I strongly support Bill’s concerns
over the application of linguistic theories to teaching. We’ve seen
this trend in motion from the days of Charles Fries’ structural grammar
back in the 50s, and it flourished like poison ivy with the Paul Roberts’
reduction of early transformational grammar in the 60s. People gave
linguistically based grammar a serious try back then, and it simply didn’t
work pedagogically, resulting in an anti-linguistic backlash that lasted a
generation, linguistics being identified with Roberts types of pedagogical
approach and not with systematic inquiry. I work in an English department
that has an MA program in TESOL and a doctoral program in Applied
Linguistics. When I compare our program to those at other universities, what
I find generally is that all of us focus on some kind of functional grammar,
not much on formal theoretical linguistics, because functional grammars yield
much more that is of interest to pedagogy. I’m not against formal
theory, even though I stopped doing it a long time ago. We need people to
ask and explore those questions, and, while I disagree with some of the a prioris of Chomsky or Sag or other
formalists, I have also gained important insights from their work. But formal
theories of language are about language and formal theory, not about pedagogy
and praxis.
One of the most serious and consistent
mistakes people make with formal theories, whether they are language teachers
or theoretical linguists, is to assume that a theoretical construct, like rule,
trace, or module, is somehow psychologically real. These are
theory-internal constructs, not real-time phenomena that can be observed
empirically. They are devices we use to explain and describe the data we
observe, and they are very useful for this. But it’s usually a
mistake to assume that, because Chomsky described a certain passive
transformation in 1957 or 1965, one or both of these represents some actual
mental process, or that speakers produce or process sentences by grinding them
through some grammatical sausage mill. Chomsky’s passive
transformation made some interesting claims that theoreticians have
investigated thoroughly and learned much from, but it wasn’t something
speakers and hearers do.
I think the contemporary model theoretic
concept that most influences the non-linguistic world is modularity, the idea
that different areas of syntax, as well as phonology and different areas of
semantics, represent separate mental modules that communicate with each other
rather like functions in a computer program. Some persuasive popular writing
has been done on this subject, Pinker’s books especially. But this
is simply another case of seeking psychological reality for a theoretical
construct, and that path doesn’t help pedagogy.
Herb
[More theory, but with some connection to pedagogy]

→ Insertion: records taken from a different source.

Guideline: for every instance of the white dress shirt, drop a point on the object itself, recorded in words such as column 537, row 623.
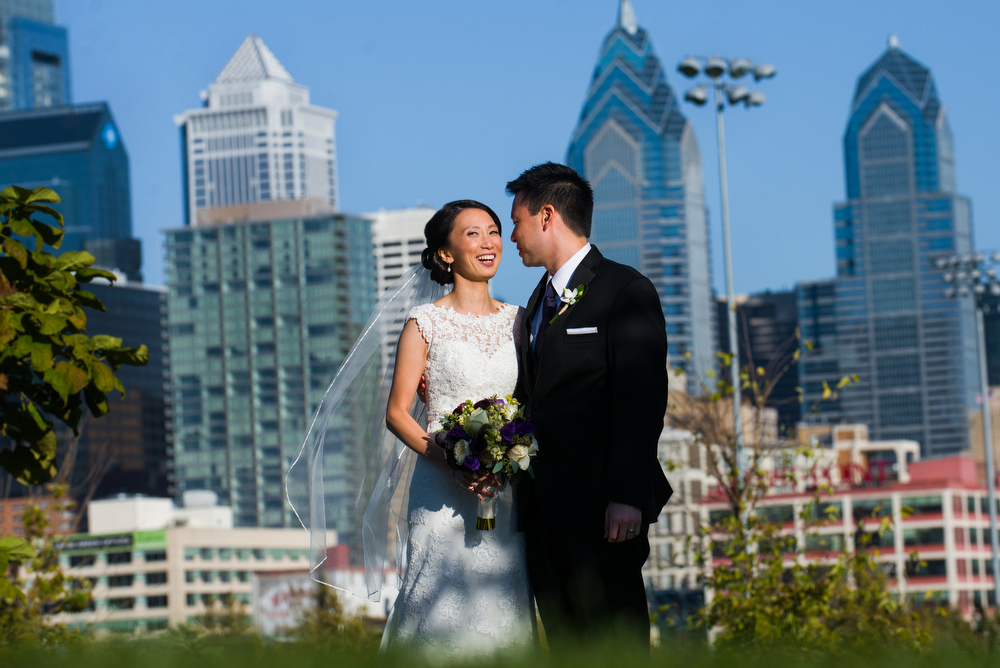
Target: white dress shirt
column 558, row 280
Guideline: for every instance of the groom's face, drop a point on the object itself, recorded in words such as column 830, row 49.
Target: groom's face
column 527, row 234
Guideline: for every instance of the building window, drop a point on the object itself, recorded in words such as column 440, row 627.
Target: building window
column 120, row 580
column 82, row 560
column 898, row 370
column 891, row 256
column 930, row 536
column 923, row 505
column 900, row 410
column 159, row 577
column 121, row 603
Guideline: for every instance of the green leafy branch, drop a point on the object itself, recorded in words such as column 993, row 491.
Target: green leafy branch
column 49, row 366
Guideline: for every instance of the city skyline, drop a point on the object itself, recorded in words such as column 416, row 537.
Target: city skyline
column 640, row 154
column 395, row 164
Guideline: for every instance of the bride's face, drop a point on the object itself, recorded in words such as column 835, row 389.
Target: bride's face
column 475, row 246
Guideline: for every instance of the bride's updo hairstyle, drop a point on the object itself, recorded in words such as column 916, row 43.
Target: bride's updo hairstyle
column 437, row 232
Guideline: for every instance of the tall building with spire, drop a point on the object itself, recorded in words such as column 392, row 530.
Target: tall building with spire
column 257, row 138
column 913, row 350
column 34, row 56
column 641, row 156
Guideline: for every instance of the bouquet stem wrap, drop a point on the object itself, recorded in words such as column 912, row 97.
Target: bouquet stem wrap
column 486, row 520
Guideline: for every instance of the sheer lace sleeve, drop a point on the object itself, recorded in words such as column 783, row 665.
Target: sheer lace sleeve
column 518, row 319
column 422, row 314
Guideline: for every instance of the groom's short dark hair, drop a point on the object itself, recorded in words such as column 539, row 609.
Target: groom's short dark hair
column 558, row 185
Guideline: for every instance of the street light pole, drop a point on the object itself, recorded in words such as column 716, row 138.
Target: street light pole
column 715, row 68
column 734, row 346
column 969, row 275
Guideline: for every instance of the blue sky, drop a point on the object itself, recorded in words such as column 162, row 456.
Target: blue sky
column 448, row 99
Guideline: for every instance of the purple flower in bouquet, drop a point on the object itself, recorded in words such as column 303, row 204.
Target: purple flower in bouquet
column 507, row 431
column 478, row 444
column 524, row 428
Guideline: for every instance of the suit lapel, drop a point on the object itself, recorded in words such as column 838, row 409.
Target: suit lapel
column 527, row 358
column 582, row 276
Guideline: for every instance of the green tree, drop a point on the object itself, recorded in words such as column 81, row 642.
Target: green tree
column 49, row 367
column 33, row 586
column 326, row 625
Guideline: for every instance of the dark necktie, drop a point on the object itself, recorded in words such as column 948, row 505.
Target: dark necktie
column 548, row 312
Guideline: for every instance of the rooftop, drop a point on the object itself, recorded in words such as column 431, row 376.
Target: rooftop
column 253, row 61
column 51, row 126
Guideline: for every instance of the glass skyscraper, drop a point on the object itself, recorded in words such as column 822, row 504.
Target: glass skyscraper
column 913, row 350
column 78, row 152
column 257, row 138
column 262, row 312
column 641, row 156
column 34, row 56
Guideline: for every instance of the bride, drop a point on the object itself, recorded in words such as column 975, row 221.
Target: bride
column 463, row 590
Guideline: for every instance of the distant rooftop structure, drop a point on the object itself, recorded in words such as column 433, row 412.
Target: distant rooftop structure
column 50, row 130
column 253, row 61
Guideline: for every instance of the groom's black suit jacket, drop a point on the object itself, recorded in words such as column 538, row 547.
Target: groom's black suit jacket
column 597, row 399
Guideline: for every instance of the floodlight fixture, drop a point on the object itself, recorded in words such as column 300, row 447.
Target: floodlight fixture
column 715, row 67
column 763, row 71
column 737, row 94
column 739, row 67
column 689, row 67
column 697, row 95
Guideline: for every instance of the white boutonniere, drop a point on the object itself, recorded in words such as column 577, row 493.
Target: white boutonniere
column 568, row 298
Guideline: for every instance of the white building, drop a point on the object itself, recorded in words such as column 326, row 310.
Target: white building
column 398, row 236
column 257, row 138
column 153, row 565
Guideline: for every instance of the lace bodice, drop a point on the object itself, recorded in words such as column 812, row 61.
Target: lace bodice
column 468, row 357
column 465, row 591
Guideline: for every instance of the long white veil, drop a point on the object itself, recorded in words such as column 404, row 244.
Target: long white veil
column 349, row 465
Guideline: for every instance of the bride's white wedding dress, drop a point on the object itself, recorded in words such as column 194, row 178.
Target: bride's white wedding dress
column 464, row 591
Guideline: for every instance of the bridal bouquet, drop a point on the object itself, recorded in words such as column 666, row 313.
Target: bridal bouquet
column 490, row 434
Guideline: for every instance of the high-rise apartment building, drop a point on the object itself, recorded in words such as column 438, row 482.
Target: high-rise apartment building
column 257, row 138
column 398, row 236
column 641, row 156
column 766, row 324
column 34, row 56
column 817, row 305
column 78, row 152
column 913, row 350
column 265, row 302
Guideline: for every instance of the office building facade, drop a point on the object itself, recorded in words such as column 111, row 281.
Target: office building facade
column 264, row 304
column 398, row 238
column 913, row 350
column 256, row 139
column 766, row 326
column 34, row 56
column 78, row 152
column 641, row 156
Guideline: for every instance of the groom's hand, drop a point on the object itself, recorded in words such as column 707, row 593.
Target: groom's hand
column 621, row 522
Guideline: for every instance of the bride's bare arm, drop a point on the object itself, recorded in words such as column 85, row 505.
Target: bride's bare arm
column 411, row 357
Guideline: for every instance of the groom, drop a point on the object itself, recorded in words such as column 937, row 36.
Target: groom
column 593, row 379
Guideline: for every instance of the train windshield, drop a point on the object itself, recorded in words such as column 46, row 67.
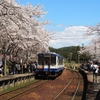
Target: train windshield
column 40, row 59
column 46, row 59
column 53, row 59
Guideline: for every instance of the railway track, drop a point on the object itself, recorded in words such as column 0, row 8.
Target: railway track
column 67, row 93
column 17, row 92
column 64, row 87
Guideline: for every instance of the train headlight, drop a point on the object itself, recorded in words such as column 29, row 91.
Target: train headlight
column 40, row 67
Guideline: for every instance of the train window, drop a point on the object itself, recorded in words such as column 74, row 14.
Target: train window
column 53, row 59
column 60, row 62
column 40, row 59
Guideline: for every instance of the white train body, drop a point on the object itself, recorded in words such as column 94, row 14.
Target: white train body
column 49, row 63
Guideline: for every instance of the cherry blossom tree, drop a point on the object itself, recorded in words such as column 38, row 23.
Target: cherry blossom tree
column 20, row 30
column 93, row 49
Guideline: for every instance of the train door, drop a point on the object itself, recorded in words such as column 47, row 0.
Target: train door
column 47, row 61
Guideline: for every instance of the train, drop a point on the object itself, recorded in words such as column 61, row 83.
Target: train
column 49, row 64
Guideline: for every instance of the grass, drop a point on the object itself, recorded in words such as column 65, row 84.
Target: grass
column 18, row 86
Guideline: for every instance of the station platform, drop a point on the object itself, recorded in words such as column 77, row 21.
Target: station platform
column 7, row 77
column 93, row 86
column 14, row 80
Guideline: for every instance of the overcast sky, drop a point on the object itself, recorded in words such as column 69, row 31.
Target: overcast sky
column 69, row 19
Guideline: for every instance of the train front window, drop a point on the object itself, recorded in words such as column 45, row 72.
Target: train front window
column 40, row 59
column 53, row 59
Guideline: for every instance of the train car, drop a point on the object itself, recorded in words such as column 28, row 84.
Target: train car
column 49, row 64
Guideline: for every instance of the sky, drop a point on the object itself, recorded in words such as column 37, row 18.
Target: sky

There’s a fundamental question behind some of this
discussion that has to do with the extent to which there is a *necessary* connection between a linguistic
theory a language pedagogy – there are some hot-button questions that can
be justifiably begged in an English-teaching context. While I’m by
no means a fan of American Formalism (I think it’s founded on highly
questionable assumptions about human cognition and about simplicity metrics), I
don’t think it can be “internally” criticized for failing to
have much pedagogic application. Most of its foremost practitioners, including
Chomsky, have never claimed that it should be applied to teaching. From their
standpoint, asking whether or not a theory makes a good teaching framework
makes as much sense as asking whether we should dump a physics theory if
it’s hard to teach, or doesn’t provide a good framework for coaching
in physical education. That is, there could be a set of true statements about
how language works in human cognition, but those statements could have no
application to anything that people could consciously affect. Knowing the
structure of my nose doesn’t let me control whether it runs or not.
The problem for educators lies not in the theory, but in
trying to apply the theory to things its practitioners never designed it to
work with – and in thinking that teachers are *supposed to* do that. Theories that do assume a direct
connection between meaning and language use, like some of the functionalist
approaches discussed here, are more easily applicable to teaching, which is a
strong bonus in using them in educational settings. However, there is no
necessary connection between whether a “God’s Truth”
linguistic theory is correct or not and whether it’s useful for teaching
or not. I think that functionalist approaches have a stronger chance of being
correct on a range of grounds separate from pedagogy, but those grounds are
where the linguistics turf wars lie. Teachers can stay fairly agnostic about
the turf wars, but still use analytic frameworks drawn from linguistics in
classrooms. I don’t think any theorists working in Minimalism or
Optimality Theory will expect K-12 teachers to use those frameworks to improve
the ways students consciously manipulate language for effect; that lies beyond
the scope that the theorists themselves claim their theory addresses.